The case study presented showed how these technologies complement each other, with the overall objective of supporting the decision-making process. For this purpose, a section of road in Portugal was selected to install static Fibre Optical Sensors and all the necessary technological infrastructure to collect, process, store, and analyse the data collected, both in real-time and batch processing.
The case study implementation covered the layers of Data Source (sensors and web services for collecting weather data), Data Preparation (ETL for batch data and streaming ETL for real-time data), Data Storage (Real-Time storage, Data Lake, and (Big) Data Warehouse), and Big Data Analytics (data visualisation). It was possible to verify that the data stream was normal, that the selected technologies worked together, and that no integration or interoperability problems were identified.

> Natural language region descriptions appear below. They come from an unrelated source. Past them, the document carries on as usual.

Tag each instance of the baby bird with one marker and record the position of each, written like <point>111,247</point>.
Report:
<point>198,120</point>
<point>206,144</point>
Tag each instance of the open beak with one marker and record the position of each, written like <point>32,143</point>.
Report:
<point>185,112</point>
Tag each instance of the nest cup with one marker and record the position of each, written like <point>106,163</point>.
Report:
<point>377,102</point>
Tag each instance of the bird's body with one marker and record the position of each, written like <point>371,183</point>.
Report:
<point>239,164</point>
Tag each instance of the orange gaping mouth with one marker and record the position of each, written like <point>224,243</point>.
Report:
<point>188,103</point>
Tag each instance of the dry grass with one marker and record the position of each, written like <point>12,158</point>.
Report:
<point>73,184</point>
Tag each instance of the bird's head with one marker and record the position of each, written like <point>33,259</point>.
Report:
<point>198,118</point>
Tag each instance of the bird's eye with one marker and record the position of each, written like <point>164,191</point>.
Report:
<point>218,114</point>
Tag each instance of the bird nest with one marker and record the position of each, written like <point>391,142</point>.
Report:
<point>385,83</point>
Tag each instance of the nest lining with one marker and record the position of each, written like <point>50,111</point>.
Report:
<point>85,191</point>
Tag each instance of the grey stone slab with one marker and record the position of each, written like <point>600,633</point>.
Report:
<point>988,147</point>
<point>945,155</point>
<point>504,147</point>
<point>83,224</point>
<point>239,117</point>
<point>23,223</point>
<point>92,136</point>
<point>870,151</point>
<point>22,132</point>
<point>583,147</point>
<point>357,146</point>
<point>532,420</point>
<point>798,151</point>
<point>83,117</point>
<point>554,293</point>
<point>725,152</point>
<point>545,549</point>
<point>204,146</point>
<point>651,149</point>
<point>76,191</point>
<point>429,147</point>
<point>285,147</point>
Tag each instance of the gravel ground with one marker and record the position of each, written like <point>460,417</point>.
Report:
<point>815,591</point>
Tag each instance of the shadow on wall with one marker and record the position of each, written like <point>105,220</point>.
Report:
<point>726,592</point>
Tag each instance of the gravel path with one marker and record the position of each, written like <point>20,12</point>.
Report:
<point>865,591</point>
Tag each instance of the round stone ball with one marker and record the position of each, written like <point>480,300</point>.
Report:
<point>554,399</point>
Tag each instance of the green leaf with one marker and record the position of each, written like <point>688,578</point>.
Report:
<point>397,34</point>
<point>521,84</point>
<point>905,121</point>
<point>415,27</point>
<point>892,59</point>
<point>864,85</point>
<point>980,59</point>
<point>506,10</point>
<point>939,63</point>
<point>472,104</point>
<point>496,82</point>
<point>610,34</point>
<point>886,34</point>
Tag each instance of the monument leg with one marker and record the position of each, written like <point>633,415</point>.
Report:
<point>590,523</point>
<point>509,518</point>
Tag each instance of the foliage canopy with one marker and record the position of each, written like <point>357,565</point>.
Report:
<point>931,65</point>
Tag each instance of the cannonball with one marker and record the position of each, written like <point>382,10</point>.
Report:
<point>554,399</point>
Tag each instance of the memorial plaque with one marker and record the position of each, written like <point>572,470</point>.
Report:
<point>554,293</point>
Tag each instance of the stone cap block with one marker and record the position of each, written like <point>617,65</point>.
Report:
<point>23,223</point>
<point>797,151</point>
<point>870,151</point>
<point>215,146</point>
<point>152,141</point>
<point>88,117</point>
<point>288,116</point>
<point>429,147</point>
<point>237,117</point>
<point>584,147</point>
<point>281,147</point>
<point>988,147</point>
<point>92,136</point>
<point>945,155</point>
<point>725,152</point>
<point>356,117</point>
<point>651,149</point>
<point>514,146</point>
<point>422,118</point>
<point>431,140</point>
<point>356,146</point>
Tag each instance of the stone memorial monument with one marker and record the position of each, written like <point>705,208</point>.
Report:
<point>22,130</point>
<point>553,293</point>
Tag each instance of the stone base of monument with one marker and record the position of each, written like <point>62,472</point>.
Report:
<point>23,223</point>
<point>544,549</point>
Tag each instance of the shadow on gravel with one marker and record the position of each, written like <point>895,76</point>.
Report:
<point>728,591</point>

In addition to the technical accomplishments outlined above, it is crucial to recognise the unique experimental environment in which the case study was undertaken. In addition to the technical achievements described above, it is crucial to acknowledge the unique experimental environment in which the case study was conducted. The journey from concept design to proof of concept was marked by several external factors that inevitably affected the pace and nature of this work, namely the reliance on third parties for sensor configuration, computer installation and configuration, permissions, etc., which posed unforeseen challenges and sometimes slowed progress.
In the future, it is expected that other components of the BDSA will be tested, as well as other technologies to be used. Some technologies will have to be chosen, and others can be replaced over time as more promising ones emerge. The challenge is to be able to store the volume of data generated to provide a history of at least five years.
Finally, in the BDSA Big Data Analytics layer, when we have a considerable data history, the AI component will be implemented and tested so that the solution will become an Adaptive Big Data System, combining predictive and optimisation algorithms to monitor and predict the health of roads to ensure their proper functioning.